Feridas abertas e traumas, como eles são tratados?

Até o momento, a abordagem mais adequada para o tratamento do trauma é, sem dúvida, a terapia cognitivo-comportamental focada no trauma. Esta ferramenta também possui uma grande literatura científica que suporta sua efetividade (Echeburúa e Corral, 2007, Cohen, Deblinger e Mannarino, 2004).

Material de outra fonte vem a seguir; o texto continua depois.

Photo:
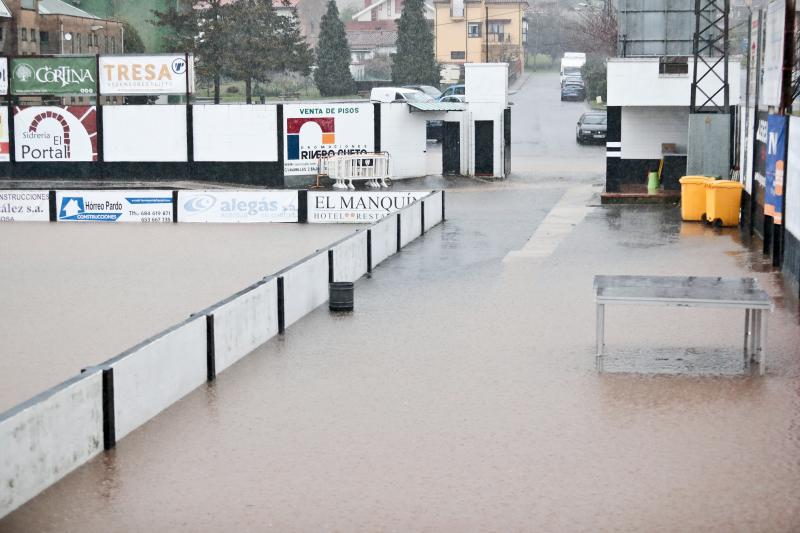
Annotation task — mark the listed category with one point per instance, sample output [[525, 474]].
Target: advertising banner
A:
[[357, 207], [135, 74], [319, 130], [776, 167], [3, 75], [47, 134], [114, 206], [53, 75], [237, 206], [24, 206]]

Por outro lado, também temos terapia de aceitação e comprometimento (Hayes, Strosahl, Wilson, 1999, 2013). É um tipo de terapia cognitivo-comportamental de terceira geração que procura reduzir a ansiedade e o medo para administrar melhor as situações ameaçadoras.

Além disso, e não menos importante, é necessário trabalhar com o controle da raiva, caso já tenha feito uma aparição. Algo assim começa a se mostrar mesmo na infância. Sabe-se, por exemplo, que cerca de 45% das crianças que testemunham a violência familiar apresentam problemas de comportamento.

Após a ferida aberta há ansiedade, há tristeza, raiva e uma série de imagens mentais que não podemos apagar. Esse tipo de realidade dramática deve ser tratado por profissionais especializados. Ninguém merece viver em um presente onde o sofrimento extingue seu potencial para ser feliz.

Fonte indicada: La Mente es Maravillosa
Imagem de capa: Pexels

A Soma de Todos Afetos

Blog oficial da escritora Fabíola Simões que, em 2015, publicou seu primeiro livro: "A Soma de todos Afetos".